Allegations of cheating at two of the city's highest-performing public elementary schools have emerged, after teachers at the middle school that many of their students feed into noticed sharp discrepancies between students' performance and their previous test scores, Anna M. Phillips reports in The New York Times on Wednesday.
Students at Intermediate School 318 Eugenio Maria de Hostos in Williamsburg, Brooklyn, who came from Public School 257 John F. Hylan in Williamsburg and Public School 31 Samuel F. Dupont in Greenpoint, showed a steep decline in scores on standardized English and math exams after just one year. According to The Times:
“In some cases, students with perfect scores dropped from being in the 99th percentile to the 30th percentile,” one staff member at the school said. “It was impossible.”

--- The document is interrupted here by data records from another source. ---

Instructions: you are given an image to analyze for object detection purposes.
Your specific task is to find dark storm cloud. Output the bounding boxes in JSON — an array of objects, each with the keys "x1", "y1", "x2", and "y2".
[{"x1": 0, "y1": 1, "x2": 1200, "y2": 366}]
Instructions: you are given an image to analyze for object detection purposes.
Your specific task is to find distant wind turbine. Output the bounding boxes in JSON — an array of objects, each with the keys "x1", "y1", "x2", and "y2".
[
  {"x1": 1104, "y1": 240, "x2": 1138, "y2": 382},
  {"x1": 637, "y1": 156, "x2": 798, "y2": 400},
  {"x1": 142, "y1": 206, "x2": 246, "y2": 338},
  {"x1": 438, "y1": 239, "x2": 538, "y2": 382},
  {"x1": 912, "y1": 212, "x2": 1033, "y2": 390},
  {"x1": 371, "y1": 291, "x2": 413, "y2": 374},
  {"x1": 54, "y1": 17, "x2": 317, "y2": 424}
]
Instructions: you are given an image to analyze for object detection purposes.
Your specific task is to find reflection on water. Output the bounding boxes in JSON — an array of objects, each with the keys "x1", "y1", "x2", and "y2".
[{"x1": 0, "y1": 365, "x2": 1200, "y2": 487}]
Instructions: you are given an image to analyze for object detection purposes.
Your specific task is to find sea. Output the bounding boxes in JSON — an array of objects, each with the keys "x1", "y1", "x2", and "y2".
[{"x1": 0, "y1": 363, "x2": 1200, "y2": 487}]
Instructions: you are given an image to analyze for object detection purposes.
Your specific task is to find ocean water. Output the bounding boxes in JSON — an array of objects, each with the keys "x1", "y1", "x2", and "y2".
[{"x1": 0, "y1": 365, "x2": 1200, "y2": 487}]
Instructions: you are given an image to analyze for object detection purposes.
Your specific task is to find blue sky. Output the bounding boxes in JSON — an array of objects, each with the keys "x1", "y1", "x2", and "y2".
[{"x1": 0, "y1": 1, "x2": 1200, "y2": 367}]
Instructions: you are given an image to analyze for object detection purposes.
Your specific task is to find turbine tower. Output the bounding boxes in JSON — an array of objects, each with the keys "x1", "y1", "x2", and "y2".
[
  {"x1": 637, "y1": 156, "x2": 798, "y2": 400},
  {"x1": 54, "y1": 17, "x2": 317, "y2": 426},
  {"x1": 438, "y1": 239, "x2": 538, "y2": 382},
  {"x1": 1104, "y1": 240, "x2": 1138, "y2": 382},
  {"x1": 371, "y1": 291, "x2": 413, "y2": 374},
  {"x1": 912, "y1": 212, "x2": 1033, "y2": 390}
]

According to The Times, last year P.S. 31's "math scores were nearly perfect, and 90 percent of its students passed the English test, more than 40 points above the citywide average. To celebrate, staff members tied a sign to the building: 'School Report Card P.S. 31 is #1 in New York City.'” The school has 550 students, in PreK to fifth grade.
At P.S. 257, where most of the preK to fifth-grade students are black or Hispanic and poor, "62 percent of the children at the school had a score of proficient or higher on the state English exam."
But that proficiency was not evident at I.S. 318, where so many scores showed so much of a drop between fifth and sixth grades that nearly 60 percent of the teachers at the middle school were rated below average or low on their teacher data reports, which were released earlier this year. The teacher rankings are based in large part on expectations of improvement by students in test scores from one year to the next.
Teachers at I.S. 318, who spoke anonymously, said they became suspicious, The Times reports:
... a teacher at I.S. 318 said there were glaring discrepancies between some of her students’ class work and their exam scores. One sixth grader, a boy from P.S. 257, scored proficient on the state English exam in fifth grade last year, but is a recent immigrant and speaks English poorly.
“That was a big red flag,” the teacher said.
This spring, during the exam, this student asked her to give him definitions of words, which is tantamount to cheating, the teacher said. Other students said teachers at their previous schools had pointed out incorrect answers, the teacher said.
“They never said the teachers told them it’s A, B, C or D, but they did say the teachers would tell them if they got something wrong,” she said. One student told her this had occurred throughout elementary school.
I.S. 318 was the center of attention earlier this spring when its middle-school students went on to win the national high school chess championship. Yet the school was also singled out by The Daily News for its low teacher rankings, and it was given a C on its school progress reports for the last two years because of the drop in student progress. The Times article notes:
Data provided by city education officials showed that of the fifth graders from P.S. 257 who went on to I.S. 318, 9 percent experienced unusually steep English test score declines, compared with a citywide average of 0.6 percent. Of their classmates coming from P.S. 31, 1.8 percent also had steep declines, and these trends continued on the math exam as well.
The office of the special commissioner for investigation, Richard J. Condon, confirmed that it was looking into the cheating allegations, and a spokeswoman said “there may be other schools involved.”
In other standardized testing news, both SchoolBook and Gotham Schools report that parents are taking out their ire over last month's state English and math exams by participating in boycotts and organizing other parents to have their children "opt out" of the ongoing field tests being conducted in city schools to try out new questions for future testing.
And who is Mitt Romney relying on to help him shape his education policies? Education Week on Tuesday had a full list of his advisers.
The city's Panel for Educational Policy meets Wednesday at 6 p.m. at the William Howard Taft Educational Campus, 240 East 172nd Street, the Bronx.
Also at 6 p.m, the mayoral candidate Tom Allon, a former English teacher at Stuyvesant High School, will deliver an education policy address, "2020 Vision: What New York's Education System Can Look Like With Real Reform," at the Theresa Lang Student and Community Center at Arnhold Hall, N.Y.U., at 55 West 13th Street. Attendance is by invitation only, but questions are being accepted on Facebook and Twitter, @TomAllon4Mayor.
And TEP, a charter school that pays teachers a $125,000 starting salary, will hold another information session for prospective teachers at 6 p.m. at its Upper Manhattan campus. You can find out more about the session, at The Equity Project Charter School, at www.tepcharter.org/session-for-teachers.php.